Right away you know some money got invested in the story. Like, it'd be hard to tell some anchorman it was all just a big mistake. Anchormen across the land would drop mountainous loads if you tried to tell them that. I struggle to work up some cream pie. But I can't, can I fuck. Instead I choke on aviation perfume, and the 'Goodbye' sound of jets whining, like when Nana used to go up north. Across the way, you can see stressed passengers shuffling to immigration without a thought in their heads except the shine on their mall-brand luggage. Me, I'm tied in a metal tube with two marshals who choose conversations according to how well they contrast with the fucken shit I'm in. Talk about their car, a steak dinner, a ball game. One of them farts.

I just sit and watch a flashbulb on the tip of the wing light up the dark outside. After a couple of hours of flashes, which is a lot, we descend through puffy tumors that hang over Houston Intercontinental airport. When the plane turns to land you get a view of eight thousand patrol cars on the ground, lights flashing off recently wet concrete, and probably sirens and game-show buzzers running as well. All for little Vernon, Vernon Little. After landing, the plane turns toward some bleachers set up around an empty section by the airport perimeter. We slow and park sideways to the stands, and I'm drenched through the window by flashlight from crowds of media. You physically feel the jackrab-bit pulse that says, 'There he is!' It's Tuesday, exactly three weeks since hell's tumble-dryer went to work on our lives. Although it's four in the morning, you just know every household in the land is tuned in. 'There he fucken is!'

The marshals handle me down the steps of the plane, and parade me in front of the bleachers.

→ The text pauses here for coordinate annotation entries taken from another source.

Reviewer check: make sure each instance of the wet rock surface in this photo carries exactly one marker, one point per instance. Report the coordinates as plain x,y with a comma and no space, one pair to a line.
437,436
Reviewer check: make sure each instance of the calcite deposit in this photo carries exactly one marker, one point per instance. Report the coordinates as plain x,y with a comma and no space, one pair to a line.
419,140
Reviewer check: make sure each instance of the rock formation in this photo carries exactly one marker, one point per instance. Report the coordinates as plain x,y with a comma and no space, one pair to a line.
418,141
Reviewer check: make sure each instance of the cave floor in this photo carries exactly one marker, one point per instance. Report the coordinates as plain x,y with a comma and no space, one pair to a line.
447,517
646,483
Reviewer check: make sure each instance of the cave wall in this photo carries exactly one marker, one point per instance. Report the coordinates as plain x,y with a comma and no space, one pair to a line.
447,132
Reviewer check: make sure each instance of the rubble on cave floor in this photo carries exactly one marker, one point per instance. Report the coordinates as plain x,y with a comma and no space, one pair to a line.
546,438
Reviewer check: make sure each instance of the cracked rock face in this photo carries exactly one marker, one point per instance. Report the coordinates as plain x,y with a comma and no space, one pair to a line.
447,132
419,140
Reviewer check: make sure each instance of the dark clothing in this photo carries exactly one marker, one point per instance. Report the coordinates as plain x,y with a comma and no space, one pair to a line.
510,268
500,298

Behind the bleachers is a fence, and behind the fence you can sense hordes of angry people, the type that show up wherever angry people are needed. I'm lifted into the back of a white truck, where some men in lab coats and helmets are waiting. They harness me into a chair, and we get escorted into town by half the world's police cars. All the world's helicopters ride overhead, beaming lights down like a Hollywood premiere, the fucken Slime Oscars, boy. One learning I can give you from here: patrol cars don't smash up everywhere. Not at all. Nor do you get any simple ideas about how to distract the cops while you make a break for it, and leave them smashing into each other, and driving off bridges and shit. What's more, as soon as you're in a patrol car, you're immediately visited by the certainty that it won't happen. They drive fucken straight, take note.

Everybody has their fucken fun tonight, showing some future impartial jury how innocent I must be. Then I get banged back up to hell. Not back home, but down here, in Harris County, where all the big stuff happens.

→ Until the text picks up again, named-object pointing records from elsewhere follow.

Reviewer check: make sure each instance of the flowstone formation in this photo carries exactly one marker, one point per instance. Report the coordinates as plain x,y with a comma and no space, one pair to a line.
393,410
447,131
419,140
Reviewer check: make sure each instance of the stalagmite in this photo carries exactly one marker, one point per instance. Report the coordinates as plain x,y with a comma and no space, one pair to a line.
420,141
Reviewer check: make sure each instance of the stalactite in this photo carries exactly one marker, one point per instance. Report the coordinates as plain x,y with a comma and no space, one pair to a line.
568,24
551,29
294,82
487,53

I close my eyes in the cell, and do a re-cut of my life. In my cut of the thing, I ain't even in shit at all. Instead, I'm the kid out there who hears about somebody else's trouble, maybe some other kid took his dad's assault rifle to class and blew away half his buddies, Lord knows it fucken happens.

Maybe I'd be the kid just hearing about it. Hearing about some poor fuck, probably the quiet one, the wordsmith, the one with thoughts and shit, at the back of the class. Until the gun came to school. I'd be the guy just hearing about it, with the tickly kind of luxury of deciding whether to be sympathetic or devastated, or not even pay attention at all, the way people do when shit happens that doesn't involve them. That's the kind of day I re-shoot in my head. Still full of different melted things, and dogs and all, but with me the outsider, up the street getting ice-cream, ignoring my carefree years, the way we do, and just getting bored and ornery.